There must've been something in Merph's tone that caused the glassblower to pause for a second and stare at the boy. "What do you need?"
Merph pulled the slip of paper out of his belt and passed it to the glassblower. "Magnesia."
The glassblower grimaced. "That stuff isn't cheap. I need it to decolorize the glass." His eyes narrowed as he looked at Merph's lips turning into a frown. He indicated a box near his work tools. "All right. But, this better not be a ploy to get some free ingredients."
Merph finished mixing the magnesia with the mastic and bat earwax. The powder became pink as he finished swirling it together. The mixture more than the sum of its components. Holding his breath, he pinched a bit of the pink powder and sprinkled it over the back of his head and and over his ears.
He fell to the bench as the clamor washed over him. The honking of geese; elm, oak, and beech leaves rustling together; the scritching of termite mandibles dissolving wood; and voices everywhere.
He could hear everything. Yet, that didn't help because he couldn't hear anything with all the competing sound. His head ached and he leaned against the table.
Suddenly, he heard Katja's voice. "He's not my apprentice." There was a short pause as if someone else was talking. "Nothing happened at the cave last week."

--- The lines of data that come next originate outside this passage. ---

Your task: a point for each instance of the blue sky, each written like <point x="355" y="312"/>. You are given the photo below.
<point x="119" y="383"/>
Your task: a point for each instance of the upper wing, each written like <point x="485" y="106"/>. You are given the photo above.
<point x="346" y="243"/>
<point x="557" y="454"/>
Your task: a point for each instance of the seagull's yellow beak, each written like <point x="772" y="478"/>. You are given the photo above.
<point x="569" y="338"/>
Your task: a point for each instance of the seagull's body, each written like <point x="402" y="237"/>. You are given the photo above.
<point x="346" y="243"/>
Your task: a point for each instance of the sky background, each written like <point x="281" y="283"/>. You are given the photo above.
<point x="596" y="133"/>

Merph found that if he concentrated he could hear just the sounds in the room were Katja talked to one of the other chambermaids. The other chambermaid teased, "I can see the way you look at him."
"We're just friends," said Katja.
Merph's cheeks burned and he moved his concentration away. He heard Tvinnrun's sonorous rumble. The runeworker's footsteps thumped to accentuate his voice. "We've gotten the meddling healer out of the way." The runeworker tapped something hollow. "He's trapped in this rune-lock. Now, we just need to hide this someplace no one will find."